WM1A11.5. Internal deviation

The Operating System updates and service packs only change some files, so more and more instances of different versions work together and their compatibility could not be tested because of the endless number of variations on particular machines. This leads to the occurrence of potential double / triple faults.

WM1A11.6. Three-level programming

The Operating Systems are written in at least three different levels of programming languages. These may include differences that may interfere with the resource management of the machine. Three levels require three different interpreter programs (assemblers), which are not necessarily fully compatible. An example of the three levels: Java SDK (.NET) ⇒ Common Intermediate Language v. C ⇒ Assembly.

WM1A12. Logical necessities

WM1A12.1. Routines and subroutines

Any program contains a number of routines and repetitive subroutines, each of which makes the whole program vulnerable if coded faulty.

WM1A12.2. Memory resident programs

Resident programs can change while running in the memory without any changes in their stored version – and could not be detected by other programs (such as an operating system, anti-virus). This makes memory resident malicious programs a prime vehicle to deliver payloads into the targeted systems.

WM1A12.3. User preferences

User programs are storing the settings made by the user in user initialization files (eg. preferences). Because user programs do not have the task of protecting the file system, they have never been encrypted.
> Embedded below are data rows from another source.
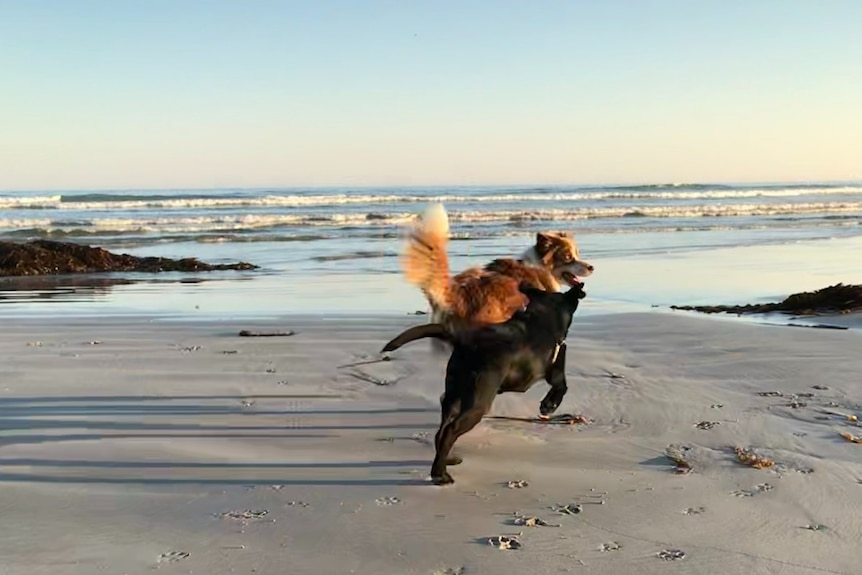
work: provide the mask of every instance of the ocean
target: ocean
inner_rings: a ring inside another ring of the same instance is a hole
[[[862,183],[0,192],[0,239],[248,261],[251,272],[0,282],[0,316],[227,319],[425,309],[400,276],[412,217],[450,217],[451,265],[575,234],[596,271],[585,313],[768,301],[862,283]]]

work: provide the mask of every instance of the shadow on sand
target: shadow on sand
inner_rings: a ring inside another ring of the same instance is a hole
[[[436,417],[422,417],[416,423],[399,421],[411,414],[432,414],[432,408],[315,409],[297,403],[287,409],[254,409],[254,403],[275,400],[301,402],[305,399],[333,399],[337,396],[314,395],[194,395],[194,396],[64,396],[16,397],[0,399],[0,453],[9,445],[86,442],[136,441],[176,439],[269,439],[287,440],[289,445],[309,440],[333,440],[358,430],[413,430],[436,427]],[[283,404],[283,403],[282,403]],[[165,416],[178,420],[164,421]],[[196,421],[196,418],[221,416],[218,423]],[[254,425],[255,416],[267,422]],[[284,416],[284,422],[277,418]],[[362,420],[352,422],[360,416]],[[370,421],[369,423],[369,416]],[[231,419],[243,424],[231,425]],[[322,423],[320,418],[335,418]],[[156,418],[153,421],[153,418]],[[276,422],[273,423],[273,418]],[[398,418],[398,419],[393,419]],[[162,420],[162,421],[159,421]],[[245,423],[249,424],[246,425]],[[331,432],[331,433],[322,433]],[[339,433],[343,432],[343,433]],[[417,444],[418,445],[418,444]],[[367,460],[309,462],[237,462],[237,461],[175,461],[147,459],[89,460],[38,457],[0,457],[0,482],[37,483],[109,483],[148,485],[420,485],[424,480],[403,477],[398,468],[425,468],[429,460]],[[15,468],[21,469],[17,472]],[[40,472],[44,468],[44,472]],[[74,469],[69,473],[69,469]],[[208,470],[214,475],[194,478],[177,470]],[[383,477],[358,477],[350,472],[380,470]],[[105,475],[104,470],[117,473]],[[148,477],[141,470],[165,470],[162,477]],[[247,471],[242,473],[243,470]],[[344,477],[332,472],[344,471]],[[102,473],[100,473],[102,471]],[[219,471],[224,471],[219,477]],[[273,472],[276,473],[273,473]],[[284,473],[277,473],[283,471]],[[316,476],[316,471],[324,476]],[[92,473],[90,473],[92,472]],[[176,476],[172,476],[174,473]],[[237,477],[241,472],[242,477]],[[300,475],[301,473],[301,475]],[[401,475],[386,477],[386,475]]]

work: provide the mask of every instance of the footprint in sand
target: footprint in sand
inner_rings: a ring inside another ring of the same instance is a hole
[[[431,572],[431,575],[464,575],[464,566],[435,569]]]
[[[706,507],[689,507],[683,510],[683,515],[700,515],[706,511]]]
[[[658,553],[656,553],[659,559],[664,559],[665,561],[679,561],[680,559],[685,559],[685,551],[681,549],[662,549]]]
[[[377,505],[400,505],[401,499],[398,497],[378,497],[374,500]]]
[[[700,423],[696,423],[695,427],[698,429],[708,430],[712,429],[716,425],[721,425],[720,421],[701,421]]]
[[[249,519],[263,519],[269,511],[266,509],[246,509],[245,511],[225,511],[220,514],[223,519],[236,519],[239,521],[248,521]]]
[[[433,442],[430,439],[428,439],[428,432],[427,431],[417,431],[416,433],[413,433],[410,435],[410,439],[412,439],[413,441],[415,441],[417,443],[422,443],[425,445],[433,444]]]
[[[506,487],[508,487],[509,489],[523,489],[524,487],[527,487],[528,485],[530,485],[530,484],[523,479],[515,479],[512,481],[506,482]]]
[[[167,553],[162,553],[159,555],[159,563],[176,563],[177,561],[182,561],[183,559],[188,559],[189,554],[185,551],[168,551]]]
[[[559,523],[548,523],[541,517],[517,516],[512,520],[512,524],[524,527],[561,527]]]
[[[767,491],[772,491],[775,489],[769,483],[761,483],[754,489],[737,489],[736,491],[731,491],[731,495],[736,495],[737,497],[753,497],[758,493],[765,493]]]
[[[775,466],[775,471],[780,475],[784,475],[786,473],[790,473],[791,471],[794,473],[801,473],[802,475],[809,475],[814,473],[813,467],[797,467],[796,465],[790,464],[785,465],[783,463],[779,463]]]
[[[180,350],[180,351],[182,351],[182,352],[185,352],[185,353],[190,353],[190,352],[193,352],[193,351],[200,351],[200,350],[202,350],[202,349],[203,349],[203,346],[200,346],[200,345],[184,345],[184,346],[177,346],[177,349],[178,349],[178,350]]]
[[[515,535],[498,535],[496,537],[491,537],[488,539],[488,545],[501,550],[520,549],[523,546],[521,541]]]
[[[601,551],[602,553],[607,553],[608,551],[619,551],[620,549],[622,549],[622,545],[620,545],[616,541],[602,543],[599,546],[599,551]]]
[[[583,511],[584,508],[577,503],[569,503],[568,505],[554,505],[551,507],[551,510],[561,513],[562,515],[577,515]]]

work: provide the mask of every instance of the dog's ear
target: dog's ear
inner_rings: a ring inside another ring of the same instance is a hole
[[[544,232],[536,233],[536,253],[539,254],[539,257],[543,257],[549,251],[551,251],[551,247],[553,246],[554,240],[551,236]]]

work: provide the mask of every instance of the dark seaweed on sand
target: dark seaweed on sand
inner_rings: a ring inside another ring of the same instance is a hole
[[[207,264],[196,258],[137,257],[115,254],[72,242],[35,240],[27,243],[0,242],[0,277],[38,276],[97,272],[202,272],[253,270],[257,266]]]
[[[795,293],[778,303],[747,305],[672,305],[671,309],[702,313],[769,313],[797,315],[862,311],[862,285],[835,284],[813,292]]]

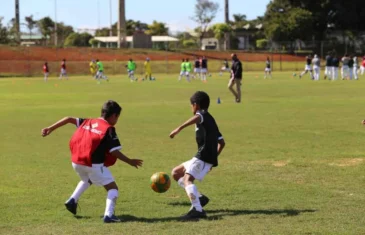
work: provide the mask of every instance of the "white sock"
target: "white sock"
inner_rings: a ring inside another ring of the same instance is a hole
[[[181,178],[177,181],[177,184],[178,184],[181,188],[185,189],[184,177],[181,177]]]
[[[181,177],[181,178],[177,181],[177,184],[178,184],[181,188],[185,189],[184,177]],[[201,196],[202,196],[202,194],[201,194],[199,191],[197,191],[197,192],[198,192],[199,197],[201,197]]]
[[[88,189],[90,187],[90,183],[89,182],[84,182],[84,181],[80,181],[78,183],[78,185],[76,186],[75,191],[73,192],[73,194],[71,195],[71,198],[75,199],[75,201],[77,202],[79,200],[79,198],[81,197],[81,195],[86,191],[86,189]]]
[[[202,206],[200,205],[199,201],[199,194],[195,184],[190,184],[185,187],[185,191],[190,198],[191,204],[197,211],[203,211]]]
[[[116,189],[110,189],[108,191],[108,196],[106,198],[106,208],[105,208],[105,216],[109,216],[111,217],[112,215],[114,215],[114,209],[115,209],[115,204],[117,202],[117,198],[118,198],[118,190]]]

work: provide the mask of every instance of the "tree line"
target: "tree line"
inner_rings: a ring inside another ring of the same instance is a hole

This means that it is very easy to change the settings in such a way to cause faults in a system (like changing memory usage limits, write permissions, etc.)

WM1A12.4. Session storage in files

User programs save the partial or end result of their use into files in a given format and then load them in the same session as soon as possible. By modifying the files, however, the user program’s behaviour can be modified.

WM1A12.5. Nonheuristic operation

While user programs are running in machine code,  they can not be restored to the original code neither by the Operating System, nor an anti-virus program, so they can be heuristically checked only in their pre-input, default versions. There is no way to control their malicious activity with data, without obtaining their specific input data separately.

WM1A12.6. I / O privileges

User programs can only work with full write / read privileges. If their access to the memory or a data storage device is limited or becomes non-operative, their operation crashes.